11 thoughts on “Remains of 2000-year-old cats found in Denmark

  1. Really nice information here about by choosing with the headlines. We want to make the readers whether it is relevant for their searches or not. They will decide by looking at the headline itself. I agree with your points but i can’t understand what’s logic behind by including with the number? Why most of the marketers will suggest that one? Is there any important factor within that please convey me…

  2. There are hints for domestic ‘felis silvestris lybica’ from Cyprus that are 9 millennia old. Baltic amber is traded to the Mediterranean for roughly 3 millennia. So why should any Roman late developer have brought those cats over here ?

  3. “Ba-dah-boom! Next week Rick will be at the lovely 395 Bypass Holiday Inn Lounge in lovely Clifton, New Jersey. Good Night!”

  4. i agree with post above. people didn’t domestic cats, they domesticated themselves. as a cat owner, this is all too true.
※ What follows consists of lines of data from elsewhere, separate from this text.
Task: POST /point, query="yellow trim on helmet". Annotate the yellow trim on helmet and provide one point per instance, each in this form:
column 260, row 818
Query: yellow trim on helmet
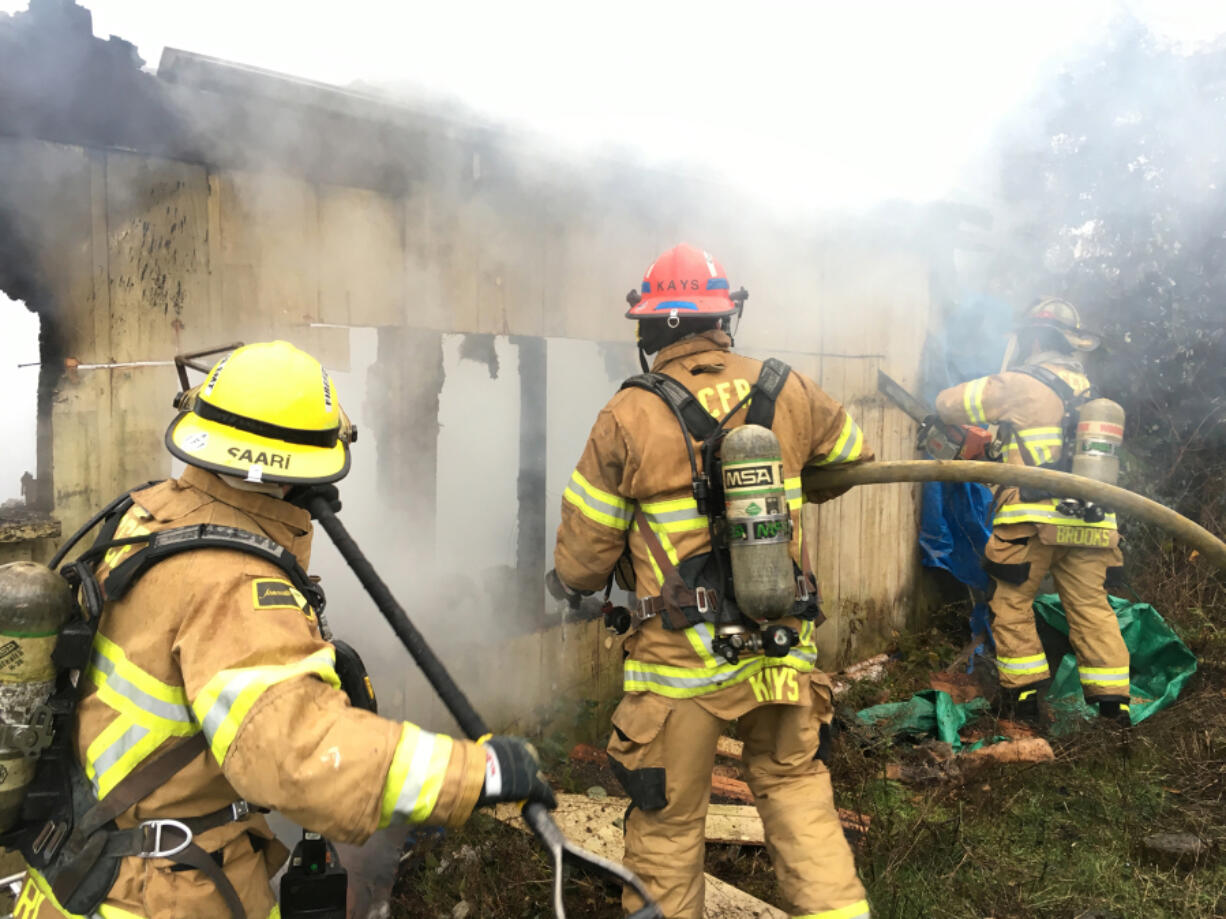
column 218, row 447
column 266, row 412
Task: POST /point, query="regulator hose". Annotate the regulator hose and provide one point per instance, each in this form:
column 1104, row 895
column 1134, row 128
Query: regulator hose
column 470, row 721
column 817, row 479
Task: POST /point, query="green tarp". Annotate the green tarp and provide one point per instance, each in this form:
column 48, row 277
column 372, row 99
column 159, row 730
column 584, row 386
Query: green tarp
column 928, row 713
column 1161, row 664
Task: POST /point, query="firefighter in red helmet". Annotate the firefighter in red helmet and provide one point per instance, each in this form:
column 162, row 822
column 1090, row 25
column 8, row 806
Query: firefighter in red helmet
column 641, row 500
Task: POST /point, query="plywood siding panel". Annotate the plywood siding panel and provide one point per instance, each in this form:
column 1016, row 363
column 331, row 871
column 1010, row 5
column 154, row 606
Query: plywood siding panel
column 361, row 255
column 269, row 249
column 157, row 224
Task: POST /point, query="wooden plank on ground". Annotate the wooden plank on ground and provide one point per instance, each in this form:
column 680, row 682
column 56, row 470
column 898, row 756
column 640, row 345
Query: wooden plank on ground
column 734, row 824
column 596, row 826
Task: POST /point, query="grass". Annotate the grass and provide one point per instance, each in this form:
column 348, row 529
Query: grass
column 1052, row 841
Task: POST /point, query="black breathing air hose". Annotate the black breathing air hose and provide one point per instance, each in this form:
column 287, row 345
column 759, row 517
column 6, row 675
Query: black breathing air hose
column 471, row 723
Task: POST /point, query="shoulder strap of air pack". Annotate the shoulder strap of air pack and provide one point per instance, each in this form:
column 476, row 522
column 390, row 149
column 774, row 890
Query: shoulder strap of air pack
column 1051, row 380
column 167, row 543
column 696, row 419
column 765, row 392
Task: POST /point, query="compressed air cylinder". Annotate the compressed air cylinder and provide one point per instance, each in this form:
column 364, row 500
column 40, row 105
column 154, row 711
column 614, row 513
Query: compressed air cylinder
column 34, row 603
column 1100, row 435
column 759, row 523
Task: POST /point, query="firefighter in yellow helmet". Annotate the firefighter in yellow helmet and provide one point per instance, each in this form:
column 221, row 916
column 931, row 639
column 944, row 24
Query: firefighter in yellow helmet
column 694, row 661
column 212, row 694
column 1035, row 534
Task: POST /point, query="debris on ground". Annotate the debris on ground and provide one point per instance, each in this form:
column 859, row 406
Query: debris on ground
column 1175, row 849
column 597, row 827
column 873, row 669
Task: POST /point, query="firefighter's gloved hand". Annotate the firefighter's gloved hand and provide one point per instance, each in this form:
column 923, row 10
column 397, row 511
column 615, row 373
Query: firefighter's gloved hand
column 303, row 495
column 513, row 773
column 562, row 592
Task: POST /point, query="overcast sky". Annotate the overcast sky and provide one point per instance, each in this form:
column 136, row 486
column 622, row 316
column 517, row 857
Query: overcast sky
column 801, row 103
column 829, row 103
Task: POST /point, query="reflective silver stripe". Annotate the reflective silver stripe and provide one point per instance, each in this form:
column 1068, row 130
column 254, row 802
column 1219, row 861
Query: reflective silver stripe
column 418, row 772
column 220, row 711
column 650, row 675
column 139, row 697
column 114, row 752
column 587, row 494
column 685, row 514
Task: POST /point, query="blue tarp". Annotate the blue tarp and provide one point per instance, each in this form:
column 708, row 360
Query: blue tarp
column 954, row 522
column 954, row 516
column 954, row 529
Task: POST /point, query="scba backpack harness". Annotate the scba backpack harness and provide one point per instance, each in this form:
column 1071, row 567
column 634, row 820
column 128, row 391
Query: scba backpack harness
column 700, row 589
column 65, row 832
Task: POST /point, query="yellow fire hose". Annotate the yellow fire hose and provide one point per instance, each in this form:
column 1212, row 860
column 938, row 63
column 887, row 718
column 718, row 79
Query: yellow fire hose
column 1057, row 483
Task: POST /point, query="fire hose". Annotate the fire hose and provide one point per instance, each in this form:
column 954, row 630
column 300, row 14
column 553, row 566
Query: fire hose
column 1050, row 480
column 471, row 723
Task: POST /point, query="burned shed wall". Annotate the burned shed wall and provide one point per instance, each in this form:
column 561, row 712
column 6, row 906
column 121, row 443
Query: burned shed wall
column 217, row 202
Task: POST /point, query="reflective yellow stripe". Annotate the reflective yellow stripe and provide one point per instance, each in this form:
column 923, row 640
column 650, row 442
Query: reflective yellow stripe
column 849, row 446
column 1045, row 512
column 1031, row 664
column 855, row 911
column 678, row 515
column 416, row 776
column 690, row 681
column 226, row 700
column 1104, row 675
column 665, row 542
column 129, row 527
column 38, row 893
column 597, row 505
column 591, row 512
column 150, row 712
column 795, row 495
column 972, row 401
column 597, row 493
column 1041, row 442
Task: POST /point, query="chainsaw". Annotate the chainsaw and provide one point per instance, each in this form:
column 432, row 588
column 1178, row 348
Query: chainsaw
column 939, row 440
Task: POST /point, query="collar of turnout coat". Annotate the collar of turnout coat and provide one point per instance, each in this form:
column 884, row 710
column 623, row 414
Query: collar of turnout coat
column 711, row 340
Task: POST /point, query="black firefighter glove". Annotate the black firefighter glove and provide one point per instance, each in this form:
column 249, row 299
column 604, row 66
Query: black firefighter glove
column 513, row 773
column 302, row 496
column 559, row 591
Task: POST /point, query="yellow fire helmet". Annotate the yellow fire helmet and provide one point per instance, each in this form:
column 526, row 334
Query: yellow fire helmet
column 266, row 412
column 1059, row 314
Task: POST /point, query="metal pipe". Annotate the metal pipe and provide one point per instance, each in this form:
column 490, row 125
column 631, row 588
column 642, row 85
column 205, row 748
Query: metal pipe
column 818, row 479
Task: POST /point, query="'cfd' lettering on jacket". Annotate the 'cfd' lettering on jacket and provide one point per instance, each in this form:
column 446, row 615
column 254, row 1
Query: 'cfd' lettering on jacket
column 719, row 400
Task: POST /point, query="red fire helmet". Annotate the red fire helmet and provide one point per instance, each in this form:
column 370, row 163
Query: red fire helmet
column 684, row 282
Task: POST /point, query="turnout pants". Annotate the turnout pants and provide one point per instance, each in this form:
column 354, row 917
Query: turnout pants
column 1016, row 567
column 665, row 750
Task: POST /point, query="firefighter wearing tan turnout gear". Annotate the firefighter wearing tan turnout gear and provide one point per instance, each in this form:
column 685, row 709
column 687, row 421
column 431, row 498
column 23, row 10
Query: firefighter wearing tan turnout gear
column 220, row 643
column 679, row 694
column 1031, row 536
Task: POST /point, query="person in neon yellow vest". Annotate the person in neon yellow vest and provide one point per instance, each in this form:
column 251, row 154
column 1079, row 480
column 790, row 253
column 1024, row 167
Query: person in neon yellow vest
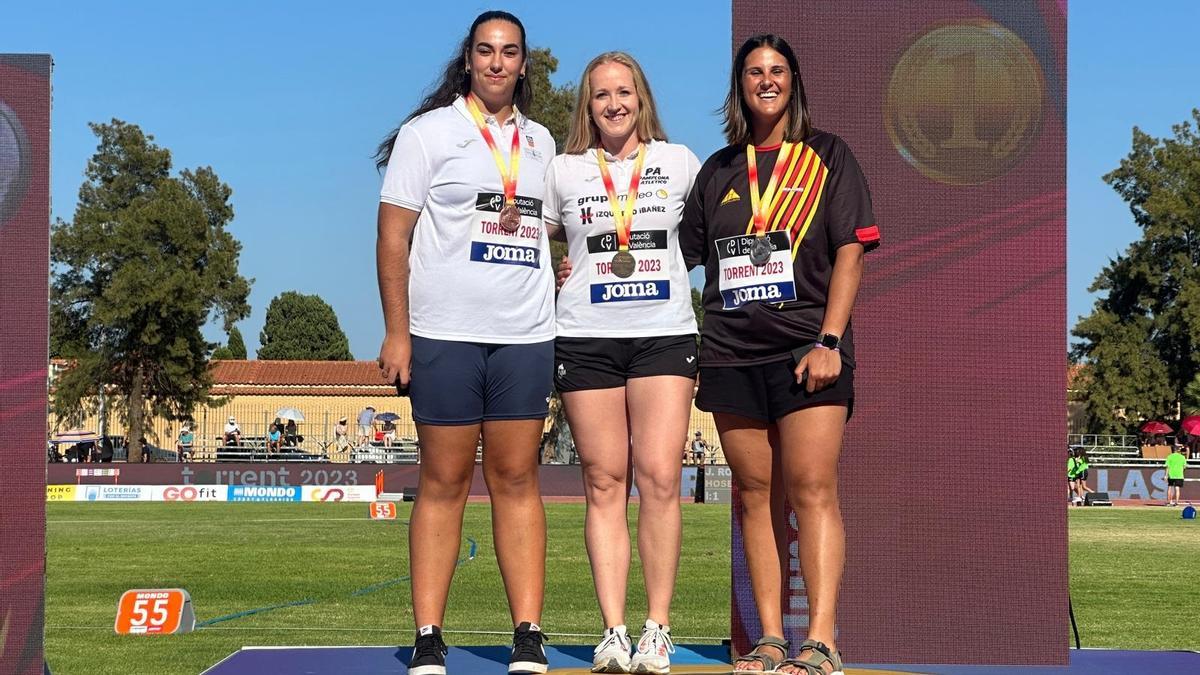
column 1176, row 463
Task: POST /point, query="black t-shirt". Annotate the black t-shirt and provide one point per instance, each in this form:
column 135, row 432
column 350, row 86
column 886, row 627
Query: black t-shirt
column 759, row 314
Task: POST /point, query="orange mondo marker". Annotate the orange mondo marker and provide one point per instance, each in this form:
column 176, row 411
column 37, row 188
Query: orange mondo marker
column 155, row 611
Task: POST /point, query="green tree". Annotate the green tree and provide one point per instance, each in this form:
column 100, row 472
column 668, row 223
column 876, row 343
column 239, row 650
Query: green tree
column 235, row 348
column 1141, row 341
column 551, row 105
column 697, row 308
column 145, row 263
column 552, row 108
column 303, row 328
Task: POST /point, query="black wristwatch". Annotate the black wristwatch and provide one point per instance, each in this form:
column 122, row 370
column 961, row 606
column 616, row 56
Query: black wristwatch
column 829, row 341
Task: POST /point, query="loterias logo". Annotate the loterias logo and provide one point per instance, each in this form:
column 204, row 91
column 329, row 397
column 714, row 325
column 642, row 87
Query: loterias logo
column 263, row 494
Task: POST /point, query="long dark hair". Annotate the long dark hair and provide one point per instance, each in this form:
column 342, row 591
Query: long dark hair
column 737, row 125
column 456, row 81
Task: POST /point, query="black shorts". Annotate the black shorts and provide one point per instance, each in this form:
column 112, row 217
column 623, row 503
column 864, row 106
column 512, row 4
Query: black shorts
column 605, row 363
column 767, row 392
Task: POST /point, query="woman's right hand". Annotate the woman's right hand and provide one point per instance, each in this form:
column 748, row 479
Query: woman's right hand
column 396, row 359
column 564, row 270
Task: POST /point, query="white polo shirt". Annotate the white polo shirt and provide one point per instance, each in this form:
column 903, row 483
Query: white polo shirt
column 657, row 299
column 471, row 280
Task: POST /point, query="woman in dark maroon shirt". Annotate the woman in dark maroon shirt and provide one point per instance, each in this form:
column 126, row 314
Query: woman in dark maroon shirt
column 780, row 219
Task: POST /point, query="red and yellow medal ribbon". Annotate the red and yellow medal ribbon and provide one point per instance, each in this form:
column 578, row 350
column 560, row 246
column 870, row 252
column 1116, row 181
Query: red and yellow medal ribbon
column 622, row 217
column 508, row 177
column 771, row 197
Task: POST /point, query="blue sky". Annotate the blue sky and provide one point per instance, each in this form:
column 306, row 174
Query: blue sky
column 287, row 101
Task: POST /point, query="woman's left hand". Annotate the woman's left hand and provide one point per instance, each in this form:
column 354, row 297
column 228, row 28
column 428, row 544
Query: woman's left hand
column 823, row 366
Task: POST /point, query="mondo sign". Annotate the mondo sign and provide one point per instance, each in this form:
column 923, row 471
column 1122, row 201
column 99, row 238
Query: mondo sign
column 191, row 494
column 155, row 611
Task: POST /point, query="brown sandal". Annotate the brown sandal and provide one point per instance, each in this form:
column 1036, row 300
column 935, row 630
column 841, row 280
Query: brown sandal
column 819, row 655
column 769, row 663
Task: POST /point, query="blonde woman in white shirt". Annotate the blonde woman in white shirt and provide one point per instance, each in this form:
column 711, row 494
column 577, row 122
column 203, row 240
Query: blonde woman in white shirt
column 625, row 352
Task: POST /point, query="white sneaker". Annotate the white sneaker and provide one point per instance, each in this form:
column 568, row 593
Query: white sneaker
column 653, row 650
column 612, row 653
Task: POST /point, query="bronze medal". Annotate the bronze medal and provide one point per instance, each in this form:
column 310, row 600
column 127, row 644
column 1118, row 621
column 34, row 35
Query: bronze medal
column 761, row 251
column 510, row 217
column 623, row 264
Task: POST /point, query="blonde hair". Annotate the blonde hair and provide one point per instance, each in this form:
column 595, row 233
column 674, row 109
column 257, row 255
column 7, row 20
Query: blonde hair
column 583, row 133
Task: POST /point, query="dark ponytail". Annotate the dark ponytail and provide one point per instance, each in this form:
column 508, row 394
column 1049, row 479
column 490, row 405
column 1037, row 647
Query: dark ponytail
column 456, row 82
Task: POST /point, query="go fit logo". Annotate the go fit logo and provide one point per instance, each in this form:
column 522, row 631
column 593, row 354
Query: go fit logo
column 192, row 494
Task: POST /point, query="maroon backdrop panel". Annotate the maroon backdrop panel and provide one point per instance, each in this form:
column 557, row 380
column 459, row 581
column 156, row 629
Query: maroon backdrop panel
column 24, row 296
column 955, row 111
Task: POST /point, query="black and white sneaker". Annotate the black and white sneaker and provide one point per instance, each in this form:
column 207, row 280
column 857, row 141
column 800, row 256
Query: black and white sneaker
column 429, row 652
column 528, row 653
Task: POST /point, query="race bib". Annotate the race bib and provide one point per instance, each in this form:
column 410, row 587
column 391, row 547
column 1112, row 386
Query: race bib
column 742, row 281
column 490, row 243
column 651, row 279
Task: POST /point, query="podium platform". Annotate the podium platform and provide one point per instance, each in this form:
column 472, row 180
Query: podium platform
column 688, row 659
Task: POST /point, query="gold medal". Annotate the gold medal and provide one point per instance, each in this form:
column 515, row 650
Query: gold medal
column 761, row 251
column 623, row 264
column 510, row 217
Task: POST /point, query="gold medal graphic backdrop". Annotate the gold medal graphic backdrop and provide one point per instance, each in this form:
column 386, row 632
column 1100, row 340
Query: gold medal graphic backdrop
column 949, row 476
column 24, row 300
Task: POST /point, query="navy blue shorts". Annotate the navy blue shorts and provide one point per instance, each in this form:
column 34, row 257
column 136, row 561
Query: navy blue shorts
column 456, row 383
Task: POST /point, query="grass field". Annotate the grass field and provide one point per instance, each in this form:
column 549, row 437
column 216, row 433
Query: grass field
column 1134, row 579
column 240, row 556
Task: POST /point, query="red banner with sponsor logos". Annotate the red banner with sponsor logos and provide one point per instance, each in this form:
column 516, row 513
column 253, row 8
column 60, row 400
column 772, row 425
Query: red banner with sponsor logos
column 24, row 297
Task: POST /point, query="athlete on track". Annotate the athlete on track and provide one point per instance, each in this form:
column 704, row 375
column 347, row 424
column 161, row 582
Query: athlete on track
column 468, row 310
  5. Ron wins the prizes in both the tacky and tasteless categories this week. Congratulations, Ron. Be sure to share with all your friends.

    But on to more relevant things: I have done some reading on cat DNA, but it’s been some time. Now am very curious about more recent work on cat mtDNA, so I think the rest of my evening just got shot.

    A note about how previous experience can color what we expect to see: For nearly 20 years I was owned by a beautiful Norwegian Forest Cat. She was a truly magnificent 20+ pounds of Calico fur. So when I opened the drawing, I sort of expected to see something resembling her. Nope. Just looked like the average European tabby cat. Which makes sense, when I think about it.

    Some time ago, I read that it was thought that in Scandinavia, some of those tabbies bred with wild cats, producing what became the Norwegian Forest Cat. But I’m not sure that cuts it. Need to do more research. I did this last night too. I have my computer set so if it is still on at midnight, it sounds an alarm to tell me to go to bed. I can’t pull all-nighters any more.

    1. Annie’s is an enormously important observation which aught to be in ever website on Cats. A genuine Forest Cat that looks exactly like a Tabby shows how little we really know about the evolution of House-cat. Everyone has heard of the Neolithic Cat found in Cyprus, but two other Neolithic folk in Britain, where also each buried with their Cat, just like the Cyprus Man. And the famous Norwegan Forest Cat we see today was largely selectively bread by Norwegan Cat Breeders, to standardise the breed.